Dr. Chun Lim, assistant professor of neurology at Harvard University, who cared for and referred two of the patients included in the study, said, “The advantage of creating an animal model is that you can look at the pathways. It can help our understanding of how people get Parkinson’s disease.”
He says there isn’t an isolated disease that targets the hippocampus that results in amnesia or memory difficulties. There are a number of diseases that affect the hippocampus; however, unlike with Alzheimer’s, the neurodegeneration process in these specific cases are acute. “If we identify the causative agent in Dr. Barash’s cases and determine how it selectively affects the hippocampus, it may provide an avenue to treat the memory loss seen in Alzheimer’s.”
“It’s certainly crazy,” said Dr. Elena Chartoff, assistant professor of psychiatry at Harvard University, who was not involved in the study. “What it me made think of is that in people—and in animals, too—all drugs of abuse muck up glutamate homeostasis, and the hippocampus is particularly sensitive to that. So it could be there was too much glutamate in the hippocampus, and that caused the ischemia and the pathology scene in the MRI.”
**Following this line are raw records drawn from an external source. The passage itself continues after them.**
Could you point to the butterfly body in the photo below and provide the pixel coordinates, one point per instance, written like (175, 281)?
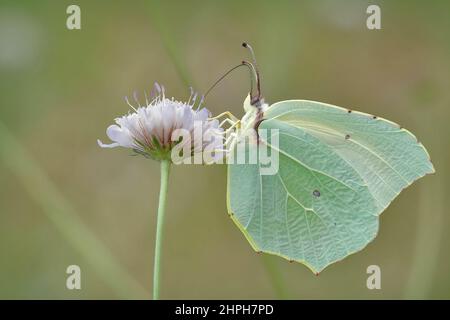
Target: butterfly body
(338, 170)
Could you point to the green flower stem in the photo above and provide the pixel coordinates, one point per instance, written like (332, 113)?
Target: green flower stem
(165, 169)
Chartoff said that her work has suggested that opioids change the variety of protein expression that’s necessary to maintain glutamate balance. But if the hippocampus is weathering a blast of glutamates, that would disrupt hippocampal functioning.
While Chartoff acknowledged that this research could assist in the development of animal models for anterograde amnesia or other memory disorders, she said that it could help treat addiction, as well. Moreover, she noted that 70% of the patients in question were male. “That’s interesting—it could be that women are protected from this, or that men are sensitive to it.”
Still, further observation and investigation is necessary to determine whether or not the rare clustering, relatively young onset age, and lack of known cause can accurately be related back to extensive substance use. “Maybe there’s nothing going on here, which probably would be the best outcome for people,” said DeMaria. “We just think it’s very suspicious that all of a sudden, we’re noting these cases.”